Structural characteristics and physical properties of neutron stars: theoretical and observational research (2303.08734v1)

Abstract: Neutron stars are one of the most extreme objects in the universe, with densities that can exceed those of atomic nuclei and gravitational fields that are among the strongest known. Theoretical and observational research on neutron stars has revealed a wealth of information about their structural characteristics and physical properties. The structural characteristics of neutron stars are determined by the equations of state that describe the relationship between their density, pressure, and energy. These equations of state are still not well understood, and ongoing theoretical research aims to refine our understanding of the behavior of matter under these extreme conditions. Observational research on neutron stars, such as measurements of their masses and radii, can provide valuable constraints on the properties of the equation of state. The physical properties of neutron stars are also of great interest to researchers. Neutron stars have strong magnetic fields, which can produce observable effects such as pulsations and emission of X-rays and gamma rays.

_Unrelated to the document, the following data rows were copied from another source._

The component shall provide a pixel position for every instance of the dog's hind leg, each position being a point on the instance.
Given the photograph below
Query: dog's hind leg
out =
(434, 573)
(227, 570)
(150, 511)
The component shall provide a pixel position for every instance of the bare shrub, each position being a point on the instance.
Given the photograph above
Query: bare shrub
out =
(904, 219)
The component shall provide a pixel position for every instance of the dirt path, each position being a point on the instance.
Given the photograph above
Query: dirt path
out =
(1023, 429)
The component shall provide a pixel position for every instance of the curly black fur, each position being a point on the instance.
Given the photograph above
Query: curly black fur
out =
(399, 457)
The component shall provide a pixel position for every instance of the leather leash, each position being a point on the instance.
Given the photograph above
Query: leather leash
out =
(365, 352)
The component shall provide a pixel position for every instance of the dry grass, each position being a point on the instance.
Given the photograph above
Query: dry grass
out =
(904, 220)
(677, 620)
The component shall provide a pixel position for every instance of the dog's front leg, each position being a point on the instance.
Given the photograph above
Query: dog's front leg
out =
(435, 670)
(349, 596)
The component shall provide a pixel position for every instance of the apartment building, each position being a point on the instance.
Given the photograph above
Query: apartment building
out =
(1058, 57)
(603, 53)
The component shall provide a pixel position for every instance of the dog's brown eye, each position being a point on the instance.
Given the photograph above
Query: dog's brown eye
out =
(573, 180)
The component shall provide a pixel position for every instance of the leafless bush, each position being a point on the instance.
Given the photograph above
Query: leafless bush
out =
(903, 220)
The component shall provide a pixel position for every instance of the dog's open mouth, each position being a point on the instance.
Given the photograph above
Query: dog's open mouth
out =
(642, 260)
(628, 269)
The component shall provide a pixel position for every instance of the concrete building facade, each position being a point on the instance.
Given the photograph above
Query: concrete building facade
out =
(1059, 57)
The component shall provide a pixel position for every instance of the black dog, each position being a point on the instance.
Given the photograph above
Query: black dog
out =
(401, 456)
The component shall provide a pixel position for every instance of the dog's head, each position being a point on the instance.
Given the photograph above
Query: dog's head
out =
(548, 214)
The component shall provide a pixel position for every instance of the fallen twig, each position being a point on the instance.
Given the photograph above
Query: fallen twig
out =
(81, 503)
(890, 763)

The surface temperature of neutron stars can also provide insight into their thermal properties, while observations of their gravitational fields can test predictions of Einstein's theory of general relativity. Observational research on neutron stars is carried out using a variety of techniques, including radio and X-ray telescopes, gravitational wave detectors, and optical telescopes. These observations are often combined with theoretical models to gain a more complete understanding of the properties of neutron stars.